Seems to me like they are working on something they don't have to and overlooking something they really shouldn't be. In this case, the overlooked problem is TV rights and the money gained from it. You start to find solutions there and you might actually see far better competitiveness in the transfer market and perhaps more competitiveness across the board as well for European football. The problem with spreading it evenly is that its never been a choice for football and more for media conglomerates who, in a very underhanded way, control what games are shown and when they should be shown too. 

Posted

Champions League games on the weekend is a big no no, especially for Prem, La Liga and Juve/Bayern clubs who will make a lot of money on the weekend based on the strength of their leagues marketing or the marketing of them in their league

The likes of Ajax etc would probably happily play the odd weekend European game if it meant catching up with others.

The the comparisons from Ajax and Celtic to someone like Huddersfield are tired ones though.

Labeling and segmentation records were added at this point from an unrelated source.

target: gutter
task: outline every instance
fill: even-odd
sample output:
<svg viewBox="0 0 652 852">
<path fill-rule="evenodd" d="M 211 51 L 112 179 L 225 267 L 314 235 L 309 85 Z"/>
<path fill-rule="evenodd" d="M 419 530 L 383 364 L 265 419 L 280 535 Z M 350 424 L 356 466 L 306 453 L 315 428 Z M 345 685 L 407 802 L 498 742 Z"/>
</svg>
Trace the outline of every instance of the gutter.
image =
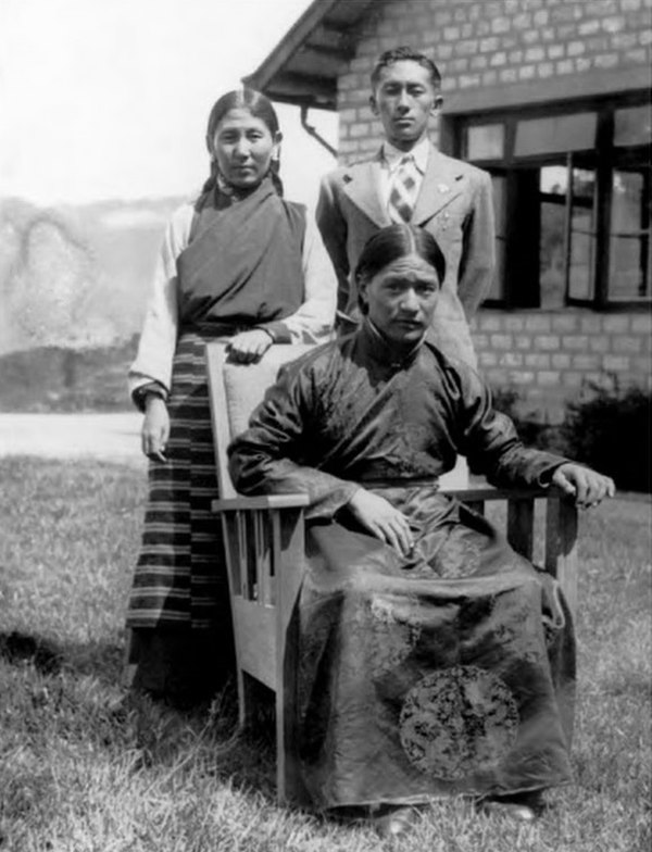
<svg viewBox="0 0 652 852">
<path fill-rule="evenodd" d="M 335 156 L 337 160 L 337 149 L 334 148 L 330 142 L 327 142 L 323 136 L 319 136 L 314 125 L 308 123 L 308 109 L 309 108 L 306 104 L 301 104 L 301 126 L 306 134 L 312 136 L 313 139 L 316 139 L 317 142 L 319 142 L 319 145 L 323 146 L 328 151 L 328 153 L 333 154 L 333 156 Z"/>
</svg>

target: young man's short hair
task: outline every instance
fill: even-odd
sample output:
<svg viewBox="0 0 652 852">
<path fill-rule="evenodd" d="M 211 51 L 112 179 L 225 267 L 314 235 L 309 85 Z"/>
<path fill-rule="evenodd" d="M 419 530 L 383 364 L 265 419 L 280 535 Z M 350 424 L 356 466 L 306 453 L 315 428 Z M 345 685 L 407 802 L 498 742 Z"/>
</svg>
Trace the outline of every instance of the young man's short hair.
<svg viewBox="0 0 652 852">
<path fill-rule="evenodd" d="M 419 53 L 418 50 L 414 50 L 413 48 L 400 47 L 386 50 L 385 53 L 380 54 L 374 66 L 374 70 L 372 71 L 373 88 L 376 88 L 378 80 L 380 79 L 380 73 L 383 68 L 386 68 L 389 65 L 393 65 L 396 62 L 416 62 L 417 65 L 422 65 L 422 67 L 426 68 L 430 77 L 430 83 L 435 89 L 439 90 L 441 87 L 441 74 L 431 59 L 428 59 L 425 53 Z"/>
</svg>

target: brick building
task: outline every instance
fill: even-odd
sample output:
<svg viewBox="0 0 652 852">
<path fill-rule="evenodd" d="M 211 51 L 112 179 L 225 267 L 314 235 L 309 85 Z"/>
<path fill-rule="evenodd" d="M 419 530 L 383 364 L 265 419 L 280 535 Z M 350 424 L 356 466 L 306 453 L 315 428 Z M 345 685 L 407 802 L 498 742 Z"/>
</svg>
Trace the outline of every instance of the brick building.
<svg viewBox="0 0 652 852">
<path fill-rule="evenodd" d="M 431 136 L 493 179 L 480 366 L 554 422 L 585 379 L 651 384 L 651 43 L 652 0 L 315 0 L 246 82 L 304 115 L 337 110 L 347 163 L 381 138 L 379 53 L 436 61 Z"/>
</svg>

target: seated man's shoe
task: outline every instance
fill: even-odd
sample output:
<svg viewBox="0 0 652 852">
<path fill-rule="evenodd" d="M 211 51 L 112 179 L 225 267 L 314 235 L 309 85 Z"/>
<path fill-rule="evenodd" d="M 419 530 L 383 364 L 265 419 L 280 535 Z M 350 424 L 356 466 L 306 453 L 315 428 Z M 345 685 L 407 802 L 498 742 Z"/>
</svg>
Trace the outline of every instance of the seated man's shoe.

The Premier League was saturated for a long time because everyone has money and so the average players just had their wages and transfer fees upped whenever a Prem club came in for them. Huddersfield did not actually benefit from earning that £90m alone 

Posted

Not surprising news, really. I couldn’t envisage an idea that suited all parties and worked well. 

There’s going to be too much opposition by non-conglomerate clubs should teams try and breakaway altogether and I’m not sure how you can extend a tournament and play games at weekends without national FA’s and their elite leagues getting the hump.